Using untagged enums might not be the best way to handle in the current shape of this data though since, we are not benefiting from the provided type information. We can make the geometry structure to an enum itself to achieve this:

#[derive(Serialize, Deserialize)]
#[serde(tag = "type", content = "coordinates")]
enum Geometry {
    Polygon(Vec<Vec<[f64; 3]>>),
    MultiPolygon(Vec<Vec<Vec<[f64; 3]>>>)
}

By making geometry itself an enum type, we can parse the inner structure next to the type information to the coordinates. By doing so, we can maybe benefit from the information available on the type field and help the parsing to be a tiny bit more efficient.

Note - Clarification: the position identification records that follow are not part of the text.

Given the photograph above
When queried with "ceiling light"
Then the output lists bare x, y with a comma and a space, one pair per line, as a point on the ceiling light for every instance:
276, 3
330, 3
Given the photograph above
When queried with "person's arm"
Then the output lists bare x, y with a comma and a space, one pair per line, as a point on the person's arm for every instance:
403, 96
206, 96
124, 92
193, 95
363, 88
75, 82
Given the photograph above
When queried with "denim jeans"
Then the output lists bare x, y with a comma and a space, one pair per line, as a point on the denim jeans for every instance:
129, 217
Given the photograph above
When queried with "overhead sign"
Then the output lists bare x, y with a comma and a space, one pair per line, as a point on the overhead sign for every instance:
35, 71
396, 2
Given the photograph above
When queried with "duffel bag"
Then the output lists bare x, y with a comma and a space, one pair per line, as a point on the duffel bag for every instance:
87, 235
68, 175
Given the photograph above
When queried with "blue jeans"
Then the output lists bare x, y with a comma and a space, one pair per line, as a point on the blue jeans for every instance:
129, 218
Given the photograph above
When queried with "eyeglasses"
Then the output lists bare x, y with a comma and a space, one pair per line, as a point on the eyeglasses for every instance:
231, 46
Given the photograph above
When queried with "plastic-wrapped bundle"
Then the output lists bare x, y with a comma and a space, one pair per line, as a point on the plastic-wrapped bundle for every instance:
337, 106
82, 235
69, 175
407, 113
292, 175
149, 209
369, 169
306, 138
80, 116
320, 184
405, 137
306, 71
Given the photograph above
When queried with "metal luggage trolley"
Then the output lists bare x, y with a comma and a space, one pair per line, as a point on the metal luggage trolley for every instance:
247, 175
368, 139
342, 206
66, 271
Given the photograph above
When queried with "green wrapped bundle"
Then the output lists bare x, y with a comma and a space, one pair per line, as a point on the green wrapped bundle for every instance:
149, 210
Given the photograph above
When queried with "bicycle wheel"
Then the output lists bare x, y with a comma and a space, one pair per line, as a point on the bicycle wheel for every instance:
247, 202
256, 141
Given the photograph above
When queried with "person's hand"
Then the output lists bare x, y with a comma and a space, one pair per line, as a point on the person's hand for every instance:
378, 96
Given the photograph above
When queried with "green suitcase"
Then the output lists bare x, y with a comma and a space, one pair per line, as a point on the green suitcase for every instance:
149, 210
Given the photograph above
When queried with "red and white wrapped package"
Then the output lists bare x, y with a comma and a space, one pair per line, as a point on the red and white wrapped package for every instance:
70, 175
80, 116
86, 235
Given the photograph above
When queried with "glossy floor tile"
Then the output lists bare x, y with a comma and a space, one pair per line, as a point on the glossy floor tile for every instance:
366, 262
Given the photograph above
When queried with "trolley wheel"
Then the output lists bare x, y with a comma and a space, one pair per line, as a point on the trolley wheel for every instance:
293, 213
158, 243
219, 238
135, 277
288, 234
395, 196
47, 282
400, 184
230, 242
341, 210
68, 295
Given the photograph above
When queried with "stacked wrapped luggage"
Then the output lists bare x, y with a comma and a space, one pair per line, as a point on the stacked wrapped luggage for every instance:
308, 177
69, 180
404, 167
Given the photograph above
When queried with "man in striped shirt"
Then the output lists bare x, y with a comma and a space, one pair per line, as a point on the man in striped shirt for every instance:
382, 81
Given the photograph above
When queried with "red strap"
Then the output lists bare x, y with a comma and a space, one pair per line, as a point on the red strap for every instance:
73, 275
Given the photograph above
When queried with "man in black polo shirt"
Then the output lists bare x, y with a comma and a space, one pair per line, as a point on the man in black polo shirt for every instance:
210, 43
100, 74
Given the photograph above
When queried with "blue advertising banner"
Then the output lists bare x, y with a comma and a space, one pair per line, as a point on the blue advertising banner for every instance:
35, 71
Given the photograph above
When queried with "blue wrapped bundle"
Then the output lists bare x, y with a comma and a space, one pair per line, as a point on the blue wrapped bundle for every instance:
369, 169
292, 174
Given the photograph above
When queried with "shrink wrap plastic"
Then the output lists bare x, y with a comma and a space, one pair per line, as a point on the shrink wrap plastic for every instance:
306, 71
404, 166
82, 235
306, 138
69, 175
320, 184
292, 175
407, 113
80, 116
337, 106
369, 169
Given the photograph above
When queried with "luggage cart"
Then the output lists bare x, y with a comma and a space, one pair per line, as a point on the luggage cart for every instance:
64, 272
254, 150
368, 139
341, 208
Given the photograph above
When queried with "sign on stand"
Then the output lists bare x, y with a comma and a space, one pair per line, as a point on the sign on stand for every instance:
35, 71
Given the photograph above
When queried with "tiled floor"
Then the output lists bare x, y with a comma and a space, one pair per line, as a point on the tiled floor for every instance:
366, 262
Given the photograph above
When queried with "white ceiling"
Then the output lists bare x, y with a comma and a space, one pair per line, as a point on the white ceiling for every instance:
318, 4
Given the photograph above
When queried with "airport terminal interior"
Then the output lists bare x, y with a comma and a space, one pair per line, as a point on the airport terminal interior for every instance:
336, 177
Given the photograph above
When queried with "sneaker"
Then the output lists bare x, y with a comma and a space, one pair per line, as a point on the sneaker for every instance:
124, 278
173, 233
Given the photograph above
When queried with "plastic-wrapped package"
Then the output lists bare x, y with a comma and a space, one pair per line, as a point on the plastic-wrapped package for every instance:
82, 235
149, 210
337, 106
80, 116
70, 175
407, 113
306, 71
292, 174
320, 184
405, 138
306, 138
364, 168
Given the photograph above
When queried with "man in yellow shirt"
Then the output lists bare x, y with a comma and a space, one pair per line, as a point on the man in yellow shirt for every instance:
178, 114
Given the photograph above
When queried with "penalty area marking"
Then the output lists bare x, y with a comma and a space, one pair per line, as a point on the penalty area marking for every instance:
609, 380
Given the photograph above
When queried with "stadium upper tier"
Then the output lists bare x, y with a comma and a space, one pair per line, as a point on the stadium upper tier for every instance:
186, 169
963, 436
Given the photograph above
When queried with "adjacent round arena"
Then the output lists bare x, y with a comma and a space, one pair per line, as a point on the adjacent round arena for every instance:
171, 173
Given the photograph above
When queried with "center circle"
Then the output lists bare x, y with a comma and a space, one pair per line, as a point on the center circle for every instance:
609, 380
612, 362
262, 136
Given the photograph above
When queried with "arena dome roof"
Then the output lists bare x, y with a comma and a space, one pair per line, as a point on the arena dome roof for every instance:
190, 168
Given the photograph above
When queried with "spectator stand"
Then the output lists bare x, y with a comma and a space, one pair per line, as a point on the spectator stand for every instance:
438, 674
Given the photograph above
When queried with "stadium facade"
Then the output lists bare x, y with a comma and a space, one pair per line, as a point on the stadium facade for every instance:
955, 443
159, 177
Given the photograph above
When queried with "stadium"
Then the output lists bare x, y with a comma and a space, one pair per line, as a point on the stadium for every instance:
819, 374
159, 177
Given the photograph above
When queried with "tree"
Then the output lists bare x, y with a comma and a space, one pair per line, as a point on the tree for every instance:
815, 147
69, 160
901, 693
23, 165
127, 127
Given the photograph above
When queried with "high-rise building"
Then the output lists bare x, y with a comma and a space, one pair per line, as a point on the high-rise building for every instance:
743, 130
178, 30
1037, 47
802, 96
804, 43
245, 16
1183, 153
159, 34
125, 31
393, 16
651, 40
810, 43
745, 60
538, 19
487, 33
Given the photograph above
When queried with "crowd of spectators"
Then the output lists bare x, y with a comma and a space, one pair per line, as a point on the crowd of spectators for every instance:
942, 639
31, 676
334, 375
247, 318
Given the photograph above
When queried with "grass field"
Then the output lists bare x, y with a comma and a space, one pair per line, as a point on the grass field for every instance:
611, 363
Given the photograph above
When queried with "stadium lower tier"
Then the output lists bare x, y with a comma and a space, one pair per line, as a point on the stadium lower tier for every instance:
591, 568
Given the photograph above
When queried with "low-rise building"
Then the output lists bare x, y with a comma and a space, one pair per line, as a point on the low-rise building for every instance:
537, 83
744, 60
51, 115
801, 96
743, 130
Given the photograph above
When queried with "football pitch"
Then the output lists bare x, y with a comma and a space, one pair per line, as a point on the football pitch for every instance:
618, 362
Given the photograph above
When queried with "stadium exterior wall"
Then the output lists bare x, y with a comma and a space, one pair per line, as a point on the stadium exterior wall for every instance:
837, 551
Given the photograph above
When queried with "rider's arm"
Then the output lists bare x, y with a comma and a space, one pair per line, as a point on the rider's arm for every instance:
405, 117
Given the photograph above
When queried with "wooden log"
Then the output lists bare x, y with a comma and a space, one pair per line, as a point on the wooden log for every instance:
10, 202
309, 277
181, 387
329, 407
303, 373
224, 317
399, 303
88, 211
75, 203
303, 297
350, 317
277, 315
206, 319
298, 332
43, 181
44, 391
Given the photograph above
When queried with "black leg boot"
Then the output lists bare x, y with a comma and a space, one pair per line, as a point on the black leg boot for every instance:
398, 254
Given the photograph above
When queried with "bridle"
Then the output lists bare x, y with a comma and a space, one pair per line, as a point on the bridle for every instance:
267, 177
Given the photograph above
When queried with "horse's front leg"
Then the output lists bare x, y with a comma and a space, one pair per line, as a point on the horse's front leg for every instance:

The match clause captures geometry instead of the coordinates this time:

// [dependencies]
// serde_json = "1.0.53"
// serde = { version = "1.0.111", features = ["derive"] }
fn main() {
    let data = read_file("citylots.json");
    let v: Features = serde_json::from_str(data.as_str()).unwrap();
    let mut total = 0;
    let mut sum_x = 0.0;
    let mut sum_y = 0.0;
    let mut sum_z = 0.0;
    for i in v.features {
        if let Some(geo) = i.geometry {
            match *geo {
                Geometry::Polygon(ref x) => {
                    for inner in x {
                        for coords in inner {
                            sum_x += coords[0];
                            sum_y += coords[1];
                            sum_z += coords[2];
                            total += 1;
                        }
                    }
                }
                Geometry::MultiPolygon(ref x) => {
                    for poly in x {
                        for inner in poly {
                            for coords in inner {
                                sum_x += coords[0];
                                sum_y += coords[1];
                                sum_z += coords[2];
                                total += 1;
                            }
                        }
                    }
                }
            }
        }
    }
    println!("Number of rows: {}", total);
    sum_x = sum_x / (total as f64);
    sum_y = sum_y / (total as f64);
    sum_z = sum_z / (total as f64);
    println!("Averages: {} {} {}", sum_x, sum_y, sum_z);
}

The results show this performance improvement even though it costs a bit more memory:

User time (seconds): 0.81
System time (seconds): 0.19
Percent of CPU this job got: 64%
Maximum resident set size (kbytes): 408524

Final words

Parsing uneven data in a strongly-typed manner is possible in Rust by using enum structures and serde’s amazing flexibility to be able to annotate inner structures to derive specific properties. A heterogeneous structure can be recognised with untagged enums in case any information is missing or simply it’s just easier to handle that way. However, using the available information from the data wherever it is possible is always useful and in this case as well, incorporating the type information by adjacent tagging results in a bit performance gain.